One result of the general destruction of the economy in LDPR has been that Russia has obtained a cheap labour force, when its own population is falling rapidly. On 10 September, Russia’s Interior Ministry announced that a draft presidential decree had been prepared on making changes to the so-called State Program on providing assistance for the voluntary resettlement in the Russian Federation of compatriots living abroad. The planned amendments will enable “compatriots permanently resident in the territory of particular parts of the Donetsk and Luhansk oblasts of Ukraine the right to apply to take part in this State program.
Presumably, the original aim of such a program was to enable people resident abroad to return to Russia, which would otherwise, without registration and a place to live, be difficult.
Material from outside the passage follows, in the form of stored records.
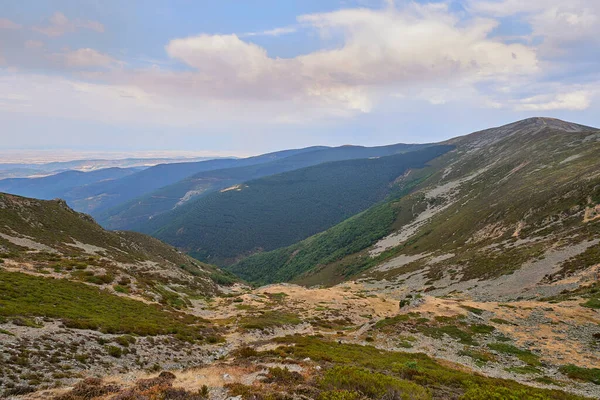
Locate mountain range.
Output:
[0,118,600,400]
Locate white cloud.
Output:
[515,90,592,111]
[143,5,538,114]
[61,48,115,67]
[25,40,44,49]
[0,18,22,29]
[0,0,595,134]
[469,0,600,56]
[240,26,298,37]
[33,12,104,37]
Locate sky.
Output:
[0,0,600,156]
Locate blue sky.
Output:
[0,0,600,155]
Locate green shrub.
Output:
[488,343,541,366]
[0,271,214,340]
[559,364,600,385]
[266,367,304,384]
[105,346,123,358]
[319,390,361,400]
[469,324,496,335]
[460,386,556,400]
[115,335,136,347]
[240,311,302,330]
[319,366,431,400]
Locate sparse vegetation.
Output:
[0,271,218,340]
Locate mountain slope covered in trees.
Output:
[141,146,452,264]
[97,144,427,229]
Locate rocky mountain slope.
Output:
[230,118,600,294]
[0,194,234,304]
[0,119,600,400]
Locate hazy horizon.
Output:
[0,0,600,156]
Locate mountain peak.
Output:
[500,117,595,132]
[444,117,597,148]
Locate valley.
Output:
[0,118,600,400]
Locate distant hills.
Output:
[0,193,234,298]
[0,152,225,179]
[0,118,600,293]
[228,118,600,288]
[0,168,138,200]
[139,146,452,265]
[93,144,427,230]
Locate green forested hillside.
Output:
[96,144,427,229]
[141,146,451,264]
[65,146,323,217]
[228,118,600,285]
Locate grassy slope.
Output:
[0,194,231,306]
[230,117,600,285]
[97,144,426,230]
[0,271,218,339]
[143,146,451,264]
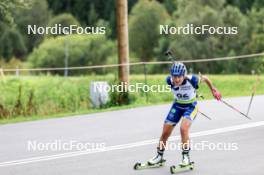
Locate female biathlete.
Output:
[148,62,221,166]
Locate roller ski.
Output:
[170,152,194,174]
[134,154,166,170]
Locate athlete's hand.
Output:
[212,87,222,100]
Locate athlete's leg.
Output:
[148,104,182,164]
[180,105,198,165]
[158,123,174,150]
[180,118,192,150]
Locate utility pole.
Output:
[116,0,129,83]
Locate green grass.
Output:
[0,75,264,124]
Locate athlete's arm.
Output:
[200,75,222,100]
Here the term ‘compatriot’ is very misleading since Russia is using the issue of its citizenship to Ukrainians as an element of its aggression against Ukraine. Those Donbas residents who believed the citizenship would give them benefits appear to have been disappointed.
‘Voters’
As reported, on 20 July 2021 Russia’s Central Election Commission issued a decision allowing Donbas residents with Russian citizenship to ‘vote’ online in Russia’s parliamentary elections. Even without the participation of Russia’s pseudo citizens from Donbas, its elections would be illegitimate since they are being held in occupied Crimea and because Russia has either excluded, forced into exile or imprisoned virtually all opposition candidates. Like in Soviet times, the Kremlin’s main concern is turnout for an event whose result is essentially known in advance. Moscow clearly wants interest in the Russian elections to be visible in ‘LDPR’ and for the ruling party to receive support. Soon after the decision, Ukraine’s Centre for Journalist Investigations reported that ‘Russian citizens of LDPR’ were being enrolled in Russia’s ruling ‘United Russia’ party essentially en masse.
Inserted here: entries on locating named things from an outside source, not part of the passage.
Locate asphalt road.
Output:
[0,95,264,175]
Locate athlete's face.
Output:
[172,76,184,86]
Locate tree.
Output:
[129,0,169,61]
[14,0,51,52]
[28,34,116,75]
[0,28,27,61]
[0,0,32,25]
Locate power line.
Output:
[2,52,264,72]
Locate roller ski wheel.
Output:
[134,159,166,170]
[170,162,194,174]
A mass campaign began in ‘LDPR’ to persuade those who had received Russian citizenship to obtain SNILS [an Individual Insurance Account Number]. The propaganda was clearly aimed at convincing people that the insurance number would entitle them to Russian social benefits, whereas the only ‘benefit’ (to the Russian authorities) was that they were able to vote online.
In fact, that does not appear to have produced lots of voters and Radio Svoboda Donbas Realii reported on 14 September that there is very little enthusiasm in ‘LDPR’ for taking part in the elections, with some even trying to leave the area during the voting period from 17-19 September. For many, however, especially public service workers, participation will be compulsory, primarily through being bused to the Rostov oblast in Russia to vote. Individuals asked about their participation admitted that they needed to do so if they wanted to keep their jobs.